Budgets shrinking in the wake of COVID-19

Kelly J. Kaczala

         Oregon and Jerusalem Township have cut spending in the wake of the COVID-19 pandemic, as have most local governments across the country. Yet officials feel they are holding steady at a time when government staff and residents are not sure about their future.
        “We are working through a little bit of a resurgence in Ohio, but we’re going to be alright,” City Administrator Mike Beazley said at a council meeting on Monday. “We still have staff and residents that are a little worried. But we’re working through it. We feel like what we’re doing is working.”
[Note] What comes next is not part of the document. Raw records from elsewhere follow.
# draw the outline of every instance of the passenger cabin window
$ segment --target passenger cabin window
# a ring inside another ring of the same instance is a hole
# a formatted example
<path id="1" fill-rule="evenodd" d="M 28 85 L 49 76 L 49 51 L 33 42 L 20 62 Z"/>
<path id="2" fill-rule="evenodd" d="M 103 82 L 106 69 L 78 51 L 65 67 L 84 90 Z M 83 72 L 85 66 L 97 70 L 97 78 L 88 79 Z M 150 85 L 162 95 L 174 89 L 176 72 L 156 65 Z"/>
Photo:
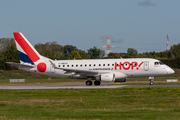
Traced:
<path id="1" fill-rule="evenodd" d="M 65 67 L 65 65 L 63 65 L 63 67 Z"/>
<path id="2" fill-rule="evenodd" d="M 82 67 L 82 65 L 81 65 L 81 67 Z"/>
<path id="3" fill-rule="evenodd" d="M 72 65 L 72 67 L 73 67 L 74 65 Z"/>
<path id="4" fill-rule="evenodd" d="M 76 67 L 78 67 L 78 65 L 76 65 Z"/>
<path id="5" fill-rule="evenodd" d="M 109 66 L 109 64 L 108 64 L 108 66 Z"/>
<path id="6" fill-rule="evenodd" d="M 61 65 L 59 65 L 59 67 L 61 67 Z"/>
<path id="7" fill-rule="evenodd" d="M 112 64 L 112 66 L 114 66 L 114 64 Z"/>
<path id="8" fill-rule="evenodd" d="M 89 66 L 91 66 L 91 64 L 89 64 Z"/>
<path id="9" fill-rule="evenodd" d="M 85 64 L 85 67 L 86 67 L 87 65 Z"/>
<path id="10" fill-rule="evenodd" d="M 96 66 L 96 64 L 94 64 L 94 66 Z"/>
<path id="11" fill-rule="evenodd" d="M 69 65 L 67 65 L 67 67 L 69 67 Z"/>
<path id="12" fill-rule="evenodd" d="M 105 66 L 105 64 L 103 64 L 103 66 Z"/>
<path id="13" fill-rule="evenodd" d="M 101 66 L 101 64 L 99 64 L 99 66 Z"/>

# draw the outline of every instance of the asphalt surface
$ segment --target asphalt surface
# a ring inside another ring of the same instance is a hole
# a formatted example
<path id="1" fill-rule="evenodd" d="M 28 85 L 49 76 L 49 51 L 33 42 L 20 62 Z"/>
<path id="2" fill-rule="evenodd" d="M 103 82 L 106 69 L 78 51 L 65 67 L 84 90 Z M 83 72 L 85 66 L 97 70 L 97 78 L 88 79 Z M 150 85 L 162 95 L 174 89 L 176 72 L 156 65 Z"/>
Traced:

        He called 2020 “an odd year” for the city as events, like the German American Festival (GAF) and OregonFest, popular annual festivals, have been canceled due to the virus. Health department guidelines have urged the public to avoid mass gatherings and follow social distancing.
        OregonFest, which is traditionally scheduled the third Sunday in May, has drawn crowds for over 20 years. Activities have included exhibits, business booths, entertainment, contests, food and a grand parade.
        The 55th GAF was scheduled to be held Aug. 27-30 at Oak Shade Grove.
        “The GAF made the decision since our last meeting to cancel,” said Beazley. “And our OregonFest made the decision this week to not move ahead. They thought of trying to do an event in the fall, but they decided it’s just not practical to do it right now. So we look forward to times when we can all gather together again, but we’re working through it.”
Less spending
        Beazley said the administration just completed a review of the budget for June,
        “We are making an effort to see where we are and make a decision. Normally, at times when we’re cutting back, we try to decide what makes sense and what is the responsible course of action. We are looking at our revenues and our expenditures. We’ve cut back significantly on the expenditure side. And the economy has cut back significantly on the revenue side on our behalf. That’s where we are.”
        After the meeting, Beazley told The Press that the city took steps to adjust the budget when the pandemic hit.
        “As soon as this crisis began, we did a hiring freeze. So we really looked carefully. We have a number of city positions that are open now. We’re hiring fewer seasonal workers - some who cut grass or operate our recreation program. We are cutting back on purchases of equipment. So our objective is to spend less and keep focusing on that as we move forward. Anytime our residents and businesses start losing revenue, it has a hard impact on them. But it also translates into lost revenue for the city itself. We meet our service needs based on the success of the local economy. And when the economy slows down as it has now, and our revenue has fallen significantly compared to last year at this date, we are also cutting our expenditures. We’ve taken in a couple of million dollars less than we did last year at this time and we spent a couple of million dollars less than we spent last year at this time. We’re delaying some expenditures until next year, and canceling others. Anytime you begin a process like this, it takes six to 12 months to get an understanding of the long term impact.”
Jerusalem Twp.
        Jerusalem Township Trustee Mark Sattler said the township has also pulled back on spending.
        “As people spend a lot less money, revenues are less, so there’s going to be a lot less in the budget,” said Sattler.
        “Our revenue sources are down,” he added.
         Still, a road project planned over a year ago will not be canceled, he said.
        “It has been in the works for a year or two. We are going ahead with it. We got a pretty good price on the road work because volumes are down. The roads do need to be repaired. The cost was actually less than anticipated,” he said.
        The township draws revenue from property taxes, fuel taxes, and hotel taxes, he said. There is no income tax.
        “Obviously, hotel use is way off. Fuel taxes are down as well. Hopefully, most people are obeying the governor and trying to minimize their travel. I don’t expect to see a big change in property taxes. Home values should be fairly stable. But the hotel tax is going to be very low. We’re probably seeing just 15 to 20 percent in hotel tax revenue compared to what we saw before COVID-19.” Most of the hotel revenue, he added, comes from the Maumee Bay State Lodge and Conference Center.
        “With a small township, all of our revenue sources are important,” he added.
        “We are anticipating that our fuel tax revenue and hotel tax revenue will continue to drop. We’ve been cautious. We’re watching it very closely.